London dispersion forces affect boiling point. For example, larger atoms have stronger London dispersion forces affecting them, thus holding them together stronger, increasing the energy required to pull them apart and thus the boiling temperature. So, for example, the boiling points of ideal gazes increase with size: helium: -269 degrees C, neon: -246 degrees C, argon: -186 degrees C, etc, up to radon: -62 degrees C (note that the temperatures are below zero, so -62 is actually greater than -269 degrees C).
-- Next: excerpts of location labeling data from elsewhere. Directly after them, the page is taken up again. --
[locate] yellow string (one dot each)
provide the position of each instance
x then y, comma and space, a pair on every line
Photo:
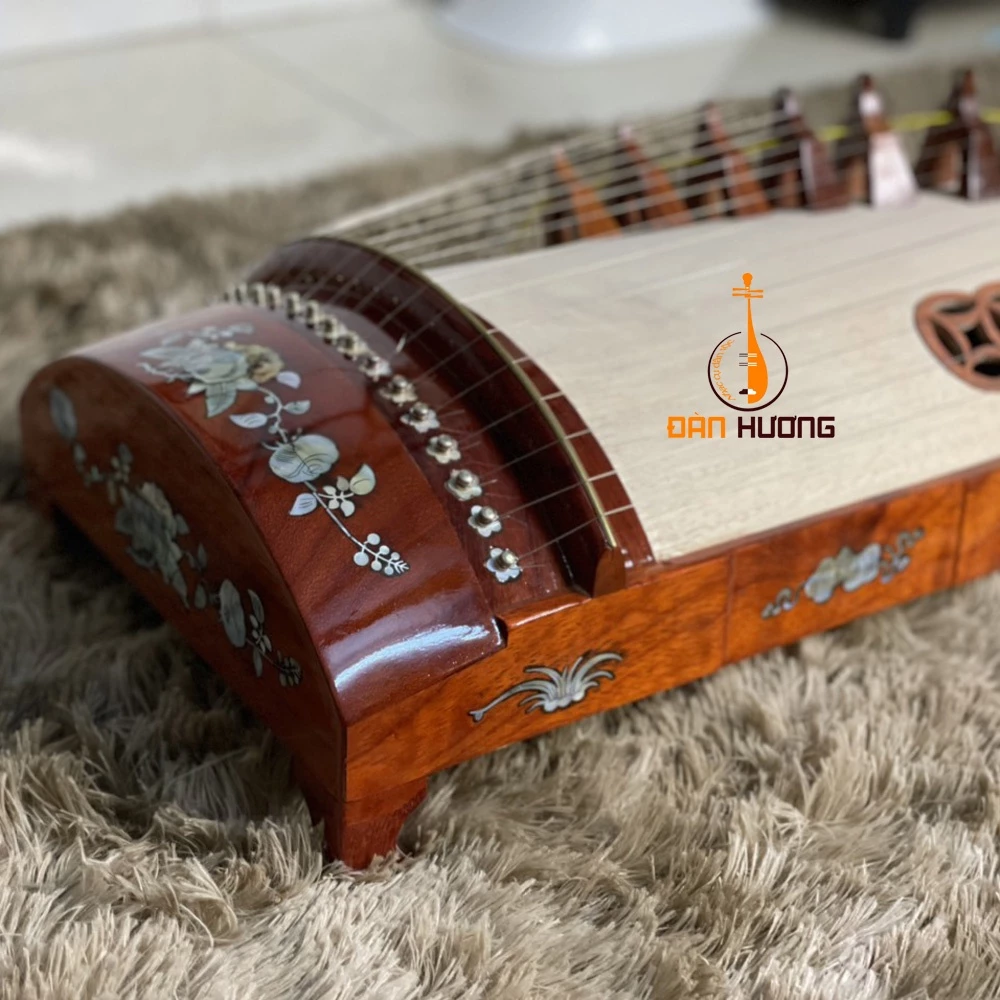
915, 121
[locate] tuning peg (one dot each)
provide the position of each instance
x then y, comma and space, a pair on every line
797, 170
871, 157
722, 181
959, 156
648, 196
576, 210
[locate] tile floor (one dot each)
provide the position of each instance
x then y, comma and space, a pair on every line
240, 101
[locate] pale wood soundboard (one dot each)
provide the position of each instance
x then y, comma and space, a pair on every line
626, 325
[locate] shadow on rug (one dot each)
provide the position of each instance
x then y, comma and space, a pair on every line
822, 821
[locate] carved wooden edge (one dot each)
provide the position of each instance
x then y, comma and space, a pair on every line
688, 618
948, 322
392, 299
279, 591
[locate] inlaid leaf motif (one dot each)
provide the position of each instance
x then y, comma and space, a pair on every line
249, 420
231, 613
305, 503
304, 459
363, 481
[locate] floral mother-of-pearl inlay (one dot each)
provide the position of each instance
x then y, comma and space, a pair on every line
217, 366
443, 448
555, 689
159, 539
849, 570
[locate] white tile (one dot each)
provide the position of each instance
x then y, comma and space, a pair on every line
93, 130
30, 25
409, 70
402, 65
232, 11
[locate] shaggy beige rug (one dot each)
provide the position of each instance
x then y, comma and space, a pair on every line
823, 821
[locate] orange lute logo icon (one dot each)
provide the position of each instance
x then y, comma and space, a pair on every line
747, 370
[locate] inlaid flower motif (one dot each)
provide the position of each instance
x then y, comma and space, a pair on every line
263, 363
379, 557
159, 540
848, 569
479, 524
218, 372
152, 527
212, 363
498, 565
304, 458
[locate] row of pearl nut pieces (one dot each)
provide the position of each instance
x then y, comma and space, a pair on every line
462, 483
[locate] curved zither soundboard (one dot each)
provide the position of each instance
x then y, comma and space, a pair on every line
412, 514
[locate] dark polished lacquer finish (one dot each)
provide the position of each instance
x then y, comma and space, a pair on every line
399, 542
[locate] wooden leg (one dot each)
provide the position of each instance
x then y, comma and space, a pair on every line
358, 831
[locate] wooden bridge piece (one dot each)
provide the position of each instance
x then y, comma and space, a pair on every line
723, 182
799, 171
646, 192
576, 210
959, 156
871, 156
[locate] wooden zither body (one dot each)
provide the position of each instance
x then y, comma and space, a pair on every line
413, 517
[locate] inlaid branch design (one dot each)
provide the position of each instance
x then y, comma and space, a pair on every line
849, 571
212, 363
159, 539
556, 689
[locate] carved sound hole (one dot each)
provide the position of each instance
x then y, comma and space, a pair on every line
963, 331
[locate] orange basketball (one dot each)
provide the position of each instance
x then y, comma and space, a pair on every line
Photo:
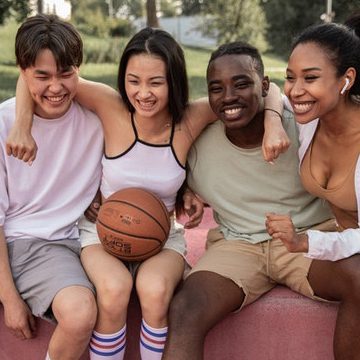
133, 224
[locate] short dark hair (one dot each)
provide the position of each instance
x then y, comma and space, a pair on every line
41, 32
341, 45
239, 48
160, 43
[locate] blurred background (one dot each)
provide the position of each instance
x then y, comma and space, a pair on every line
198, 25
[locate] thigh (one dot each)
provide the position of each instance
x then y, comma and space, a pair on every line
42, 268
105, 270
163, 269
239, 261
208, 297
333, 280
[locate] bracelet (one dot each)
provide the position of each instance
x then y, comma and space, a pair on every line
274, 111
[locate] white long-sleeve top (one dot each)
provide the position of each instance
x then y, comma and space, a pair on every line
46, 199
330, 245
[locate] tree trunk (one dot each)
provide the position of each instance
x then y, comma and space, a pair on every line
152, 19
39, 5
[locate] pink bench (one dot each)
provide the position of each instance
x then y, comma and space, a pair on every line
281, 325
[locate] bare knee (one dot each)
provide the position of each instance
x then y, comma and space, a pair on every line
75, 311
155, 296
113, 295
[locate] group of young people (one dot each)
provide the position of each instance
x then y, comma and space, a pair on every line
52, 264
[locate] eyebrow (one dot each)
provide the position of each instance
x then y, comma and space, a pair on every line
152, 78
307, 69
234, 78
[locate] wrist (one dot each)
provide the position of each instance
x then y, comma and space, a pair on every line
303, 241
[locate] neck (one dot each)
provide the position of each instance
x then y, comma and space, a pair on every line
342, 121
250, 136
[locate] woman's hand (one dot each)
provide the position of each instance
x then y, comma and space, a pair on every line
21, 145
194, 208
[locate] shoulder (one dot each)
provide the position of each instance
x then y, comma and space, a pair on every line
7, 115
81, 112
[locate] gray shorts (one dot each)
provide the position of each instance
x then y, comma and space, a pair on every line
41, 268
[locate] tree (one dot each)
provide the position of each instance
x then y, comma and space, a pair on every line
151, 16
19, 8
233, 20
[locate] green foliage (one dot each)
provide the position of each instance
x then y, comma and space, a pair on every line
191, 7
233, 20
16, 8
7, 41
103, 50
121, 27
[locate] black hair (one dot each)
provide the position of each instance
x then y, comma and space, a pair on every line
41, 32
239, 48
160, 43
341, 44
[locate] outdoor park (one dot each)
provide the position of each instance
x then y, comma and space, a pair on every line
107, 25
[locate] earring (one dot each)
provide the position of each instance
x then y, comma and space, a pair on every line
347, 82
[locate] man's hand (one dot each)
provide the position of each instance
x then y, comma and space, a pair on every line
194, 208
281, 227
19, 320
92, 211
21, 145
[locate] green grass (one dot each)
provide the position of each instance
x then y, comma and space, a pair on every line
196, 59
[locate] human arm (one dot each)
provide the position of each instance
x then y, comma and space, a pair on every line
18, 317
20, 142
92, 211
275, 139
316, 244
194, 208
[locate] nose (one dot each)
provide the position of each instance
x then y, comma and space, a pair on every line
295, 88
229, 94
144, 92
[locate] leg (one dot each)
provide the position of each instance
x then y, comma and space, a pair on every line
344, 286
198, 306
156, 282
113, 284
74, 308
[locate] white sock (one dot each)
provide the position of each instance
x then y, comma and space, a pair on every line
152, 341
108, 346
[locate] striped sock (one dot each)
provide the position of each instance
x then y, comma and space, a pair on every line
152, 342
108, 346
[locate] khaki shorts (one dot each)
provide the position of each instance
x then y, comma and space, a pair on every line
257, 268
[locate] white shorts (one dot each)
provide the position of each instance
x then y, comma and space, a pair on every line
176, 240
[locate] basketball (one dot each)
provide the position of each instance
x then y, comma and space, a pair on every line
133, 224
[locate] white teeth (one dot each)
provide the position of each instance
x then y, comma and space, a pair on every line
55, 98
232, 111
302, 108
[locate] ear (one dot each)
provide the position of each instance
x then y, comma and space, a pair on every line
265, 86
349, 77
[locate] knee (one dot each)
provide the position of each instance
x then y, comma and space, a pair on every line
352, 284
155, 295
77, 314
187, 310
113, 295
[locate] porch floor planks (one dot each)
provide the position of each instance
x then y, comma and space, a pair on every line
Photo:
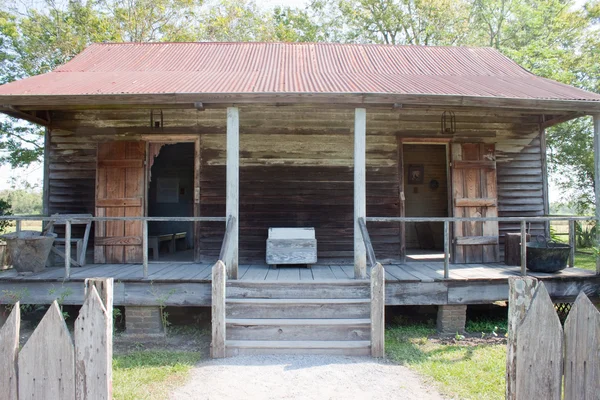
242, 269
178, 271
399, 274
289, 274
323, 273
306, 274
272, 274
425, 275
339, 273
256, 272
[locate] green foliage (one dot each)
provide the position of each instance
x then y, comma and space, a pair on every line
150, 374
5, 209
24, 199
449, 364
585, 236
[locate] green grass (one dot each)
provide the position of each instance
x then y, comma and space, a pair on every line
462, 370
150, 374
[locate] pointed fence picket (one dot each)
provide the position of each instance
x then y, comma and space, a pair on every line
50, 365
543, 352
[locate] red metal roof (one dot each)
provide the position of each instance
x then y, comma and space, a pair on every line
156, 68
Similar principle applies to molecules, such as CHCl3 and CCl4. While one might expect CHCl3 to have greater boiling temperature than CCl4 because it is polar, and has a permanent dipole, while CCl4 is symmetric and does not contain a permanent dipole, both molecules have approximately equal boiling points with CCl4 slightly GREATER than CHCl3. This is because CCl4 has more electrons around it because of the extra chloride atom, so that the induced dipoles are strong, and London dispersion forces holding the molecules together are also strong.

For more information about London Dispersion Force, check http://en.wikipedia.org/wiki/Van_der_Waals_force

Answer 2

London and dipole forces are intermolecular forces or forces that hold separate molecules together. The stronger the forces the more energy that is required to separate the molecules which is what happens when you change phase from a liquid to a gas. To supply more energy, higher temperatures are required. So, stronger forces cause higher boiling points. London forces tend to increase with increasing molecular weight but if dipole forces are present they will dominate the interaction since dipole forces are stronger than London forces.